Die Dynamik, der Zweifel, ja manchmal gar die Verzweiflung in dunklen Stunden, in den Momenten des Un-glaubens, wird hier nur angedeutet mit „was man nicht sieht“. Aber gerade in den dunklen Stunden möchte man doch so gerne sehen: Ich glaube, hilf meinem Unglauben.

Um hier eine Antwort zu versuchen, habe ich Ihnen zum Abschluss eine Geschichte mitgebracht. Sie erzählt von dem Brauch bei einem der Stämme der Ureinwohner im Amazonas-Gebiet, dass die Jungen auf der Schwelle zum Mann-Sein eine besondere Prüfung zu bestehen haben. Und die besteht darin, dass jeder Junge - sie sind dann so alt wie unsere Konfirmanden - eine Nacht alleine im Urwald verbringen muss.

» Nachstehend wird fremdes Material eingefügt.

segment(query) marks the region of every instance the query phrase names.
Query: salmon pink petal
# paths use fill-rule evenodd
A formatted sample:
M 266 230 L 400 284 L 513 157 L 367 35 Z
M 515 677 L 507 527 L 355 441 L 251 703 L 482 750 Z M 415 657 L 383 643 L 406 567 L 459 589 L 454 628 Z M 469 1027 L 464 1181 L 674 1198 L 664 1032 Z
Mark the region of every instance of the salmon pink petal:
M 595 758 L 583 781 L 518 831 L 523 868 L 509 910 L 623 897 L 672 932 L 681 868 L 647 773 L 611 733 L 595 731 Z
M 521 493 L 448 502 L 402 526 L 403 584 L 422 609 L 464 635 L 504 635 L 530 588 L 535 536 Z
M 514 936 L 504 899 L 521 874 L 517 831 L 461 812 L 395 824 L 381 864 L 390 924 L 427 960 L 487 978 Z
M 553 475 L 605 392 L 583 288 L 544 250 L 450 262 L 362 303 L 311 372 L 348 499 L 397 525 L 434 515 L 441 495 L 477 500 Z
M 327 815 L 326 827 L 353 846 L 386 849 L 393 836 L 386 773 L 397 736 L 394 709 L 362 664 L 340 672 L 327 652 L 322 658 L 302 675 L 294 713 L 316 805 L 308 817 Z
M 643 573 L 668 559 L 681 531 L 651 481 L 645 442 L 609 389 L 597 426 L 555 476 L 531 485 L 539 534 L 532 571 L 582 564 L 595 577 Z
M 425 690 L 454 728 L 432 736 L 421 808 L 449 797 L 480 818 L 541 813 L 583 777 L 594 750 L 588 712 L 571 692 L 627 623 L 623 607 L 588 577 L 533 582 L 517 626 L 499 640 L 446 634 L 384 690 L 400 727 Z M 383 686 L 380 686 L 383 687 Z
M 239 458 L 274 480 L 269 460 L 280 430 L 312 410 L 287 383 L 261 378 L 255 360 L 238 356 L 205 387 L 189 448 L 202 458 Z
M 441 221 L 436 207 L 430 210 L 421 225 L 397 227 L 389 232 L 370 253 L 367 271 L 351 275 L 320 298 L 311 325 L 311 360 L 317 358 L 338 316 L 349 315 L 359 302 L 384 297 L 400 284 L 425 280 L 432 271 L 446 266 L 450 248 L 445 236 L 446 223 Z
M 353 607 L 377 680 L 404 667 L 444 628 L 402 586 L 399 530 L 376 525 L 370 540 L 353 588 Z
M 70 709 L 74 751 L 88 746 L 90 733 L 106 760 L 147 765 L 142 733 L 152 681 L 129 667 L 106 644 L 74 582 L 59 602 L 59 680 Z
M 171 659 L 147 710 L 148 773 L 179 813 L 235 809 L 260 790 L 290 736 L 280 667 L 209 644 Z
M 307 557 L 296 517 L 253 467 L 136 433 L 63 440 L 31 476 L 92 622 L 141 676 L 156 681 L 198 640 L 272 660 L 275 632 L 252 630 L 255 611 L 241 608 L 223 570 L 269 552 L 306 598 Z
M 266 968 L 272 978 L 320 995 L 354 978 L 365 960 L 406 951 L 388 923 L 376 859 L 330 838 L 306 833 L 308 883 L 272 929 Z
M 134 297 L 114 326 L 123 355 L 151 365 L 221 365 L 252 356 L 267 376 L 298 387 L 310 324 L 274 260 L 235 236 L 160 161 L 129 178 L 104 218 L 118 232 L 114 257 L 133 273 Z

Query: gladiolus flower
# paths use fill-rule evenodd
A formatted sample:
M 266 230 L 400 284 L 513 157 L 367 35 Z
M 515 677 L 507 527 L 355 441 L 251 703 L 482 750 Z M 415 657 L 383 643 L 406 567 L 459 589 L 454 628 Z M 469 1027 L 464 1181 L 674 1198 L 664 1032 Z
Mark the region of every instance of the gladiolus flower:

Und so war es an der Zeit auch für Jucara, einem Jungen im Stamm der Yanomami-Indianer, sich dieser Herausforderung zu stellen. Kurz vor Sonnenuntergang brachte ihn sein Vater tief in den Regenwald hinein und ließ ihn dort alleine zurück. Kaum waren die letzten Sonnenstrahlen erloschen, erschien es Jucara, als ob die Geräusche des Urwaldes plötzlich lauter und bedrohlicher wurden. Zusammen mit seinem Vater durch den Wald zu laufen, hatte ihm nie etwas ausgemacht. Nun aber schreckte er bei jedem Geräusch zusammen. Er hörte das Schreien der Vögel und das Rufen der Affen. War es der Wind, der die Bäume und Äste bewegte, oder war es ein Raubtier, das sich anschlich? Die ganze Nacht verbrachte der Junge voller Angst in dem stockdunklen Urwald. Als die Sonne mit ihren ersten Strahlen den neuen Tag ankündigte, erkannte Jucara schemenhaft hinter einem der Bäume - nur wenige Meter von ihm entfernt - eine Gestalt. Es war sein Vater. Ohne dass der Junge es wusste oder auch nur ahnen konnte, hatte der Vater die ganze Nacht in seiner Nähe gewacht, um ihn zu schützen, falls Gefahr drohen sollte.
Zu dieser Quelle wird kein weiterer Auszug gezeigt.